On Friday (August 24), two lawsuits will be filed in an effort to keep 779 of those homes off the planning map. The Elfin Forest Harmony Grove Town Council and co-plaintiffs, the Endangered Habitats League and Cleveland National Forest Foundation, hope to defeat Harmony Grove Village South and Valiano in Eden Valley.
The suits against the county board of supervisors will target the projects' environmental reports and the zoning changes that opened up the area to sprawl. The plaintiffs will be represented by Shute, Mihaly, and Weinberger, the largest environmental law firm in California, and the law offices of Abigail Smith.
Public safety is the main concern for the town council, says board chair Jacqueline Arsivaud. Adjacent to the 111-acre Harmony Grove site is a large swath of protected habitat. With 90 percent of wildfires started by human activity, putting more people "in a forever tinderbox" is simply poor planning, she says. The sites, west of Escondido, are in a very high fire hazard zone and the land wasn't zoned for high density. In fact, the 2011 general plan aimed to limit sprawl in the unincorporated areas. But in July, as another record-breaking fire season raged in California, the county board of supervisors voted to allow the developments, part of a bundle of projects approved as a single amendment to the general plan, said to help ease the housing crunch.
The batching of multiple projects is a workaround of the state law that only allows four general plan amendments per year. Another batch of amendments will be heard this fall.
In the process, the local community plan was toppled. Both projects were recommended for denial by the San Dieguito Community Planning Group, of which Arsivaud is a member.

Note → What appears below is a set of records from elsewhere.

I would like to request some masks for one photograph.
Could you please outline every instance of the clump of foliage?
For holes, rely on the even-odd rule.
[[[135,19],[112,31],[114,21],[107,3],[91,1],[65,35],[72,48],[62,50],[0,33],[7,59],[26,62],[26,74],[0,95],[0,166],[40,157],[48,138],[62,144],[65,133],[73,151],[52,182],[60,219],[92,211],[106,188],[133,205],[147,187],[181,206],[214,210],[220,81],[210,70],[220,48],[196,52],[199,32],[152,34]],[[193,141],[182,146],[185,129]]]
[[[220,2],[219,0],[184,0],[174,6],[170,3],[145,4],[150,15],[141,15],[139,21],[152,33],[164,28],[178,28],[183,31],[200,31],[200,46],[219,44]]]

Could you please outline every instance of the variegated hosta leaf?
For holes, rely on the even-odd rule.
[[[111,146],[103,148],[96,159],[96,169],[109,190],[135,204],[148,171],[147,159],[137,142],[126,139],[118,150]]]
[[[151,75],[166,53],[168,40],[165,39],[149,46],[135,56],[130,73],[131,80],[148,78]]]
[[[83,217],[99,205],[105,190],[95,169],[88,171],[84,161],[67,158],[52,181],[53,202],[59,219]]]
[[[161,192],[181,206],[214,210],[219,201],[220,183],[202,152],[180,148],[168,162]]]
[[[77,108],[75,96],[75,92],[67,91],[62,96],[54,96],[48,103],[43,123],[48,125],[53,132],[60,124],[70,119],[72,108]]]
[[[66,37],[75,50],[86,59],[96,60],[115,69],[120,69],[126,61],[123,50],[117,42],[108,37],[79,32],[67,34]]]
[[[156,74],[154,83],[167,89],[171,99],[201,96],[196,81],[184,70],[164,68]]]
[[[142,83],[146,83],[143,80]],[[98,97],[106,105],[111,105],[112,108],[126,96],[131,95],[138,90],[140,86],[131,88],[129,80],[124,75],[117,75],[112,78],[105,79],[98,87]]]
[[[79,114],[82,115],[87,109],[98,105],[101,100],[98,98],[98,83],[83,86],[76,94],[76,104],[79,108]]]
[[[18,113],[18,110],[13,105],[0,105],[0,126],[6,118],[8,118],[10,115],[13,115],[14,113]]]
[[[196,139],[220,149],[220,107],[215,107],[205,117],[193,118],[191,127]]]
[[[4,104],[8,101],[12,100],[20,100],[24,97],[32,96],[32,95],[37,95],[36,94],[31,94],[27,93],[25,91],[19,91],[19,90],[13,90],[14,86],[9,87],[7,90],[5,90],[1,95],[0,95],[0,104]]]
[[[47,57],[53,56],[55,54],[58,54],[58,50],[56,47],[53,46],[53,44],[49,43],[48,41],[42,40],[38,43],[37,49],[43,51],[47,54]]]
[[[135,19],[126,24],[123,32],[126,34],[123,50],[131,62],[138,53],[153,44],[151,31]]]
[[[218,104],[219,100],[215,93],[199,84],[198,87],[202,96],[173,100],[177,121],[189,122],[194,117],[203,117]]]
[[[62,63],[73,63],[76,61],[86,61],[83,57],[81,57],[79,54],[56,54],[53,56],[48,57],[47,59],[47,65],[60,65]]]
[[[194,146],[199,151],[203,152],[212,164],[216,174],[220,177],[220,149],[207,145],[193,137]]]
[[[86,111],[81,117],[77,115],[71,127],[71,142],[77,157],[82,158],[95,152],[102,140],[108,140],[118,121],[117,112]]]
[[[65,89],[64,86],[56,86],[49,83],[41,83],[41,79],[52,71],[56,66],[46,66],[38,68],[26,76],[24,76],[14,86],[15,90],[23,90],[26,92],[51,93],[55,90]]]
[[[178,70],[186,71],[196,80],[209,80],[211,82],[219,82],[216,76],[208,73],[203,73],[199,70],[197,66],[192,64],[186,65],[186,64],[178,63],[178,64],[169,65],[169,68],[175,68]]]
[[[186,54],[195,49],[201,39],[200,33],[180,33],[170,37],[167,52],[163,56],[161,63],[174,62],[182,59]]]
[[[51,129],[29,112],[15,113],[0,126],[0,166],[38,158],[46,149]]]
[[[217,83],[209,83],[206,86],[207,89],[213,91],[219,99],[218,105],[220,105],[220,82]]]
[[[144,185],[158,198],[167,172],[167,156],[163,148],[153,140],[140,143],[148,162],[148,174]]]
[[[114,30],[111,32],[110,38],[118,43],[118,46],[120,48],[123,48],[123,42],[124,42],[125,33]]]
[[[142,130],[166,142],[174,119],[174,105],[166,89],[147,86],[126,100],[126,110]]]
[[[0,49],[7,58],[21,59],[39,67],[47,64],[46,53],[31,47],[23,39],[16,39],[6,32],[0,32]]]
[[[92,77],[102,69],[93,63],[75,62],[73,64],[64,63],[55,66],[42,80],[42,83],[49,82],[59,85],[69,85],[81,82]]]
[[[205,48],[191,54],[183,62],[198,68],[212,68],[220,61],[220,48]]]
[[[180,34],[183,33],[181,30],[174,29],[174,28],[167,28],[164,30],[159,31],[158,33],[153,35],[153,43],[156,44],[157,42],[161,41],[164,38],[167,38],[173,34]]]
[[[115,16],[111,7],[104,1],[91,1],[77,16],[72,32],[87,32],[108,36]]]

Fire officials have said evacuation, a major concern for residents, can be carried out safely. After the deadly fires in October 2003, county planners came up with several fixes related to building construction, vegetation, roads, water supplies and firefighting. Stronger codes, they say, have paid off. Newer homes are more fire resistant and have a three times better chance of survival.
With more homes designed so fire goes around instead of through them, evacuation isn't always considered the safest option. Instead, people may be advised to “shelter in place," which Arsivaud says could be "highly dangerous" for the many residents whose homes are older "and won't be retrofitted by the developer or the county. Shelter-in-place is a strategy of last resort, not what you build a new community around."
Officials say the plans have been well vetted by experts. Harmony Grove Village South will be the first new housing development in the county that will have to comply with the wildland-urban interface plan, which maps a neighborhood's topography, water supply and potential hazards. It will be served by a new fire station about 1.2 miles away.
But developer RCS Harmony Partners won't comply with one key aspect. The Harmony Grove project's wildfire risk analysis prepared for the fire marshall notes "the applicant has proposed to comply with all county building and fire code requirements with the exception of provision of two routes of access/egress."
While road improvements are on the menu, residents worry that they won't help enough. With no new roads out, they envision a traffic jam. Country Club Drive, the two-lane road through the area, would be shared by current and future residents.
Many wildfire fatalities occur on roads as people try to escape in their cars. In June 2017, for example, after officials in Portugal failed to evacuate villages in time, 64 people were killed by a wildfire, 47 of whom died in their vehicles on a road.
Arsivaud's home in Elfin Forest is about six miles from the sites, "but we all have had to use that same evacuation route in previous emergencies," she says. In the 2014 Cocos fire, a major road to the west "turned into a parking lot from evacuating traffic."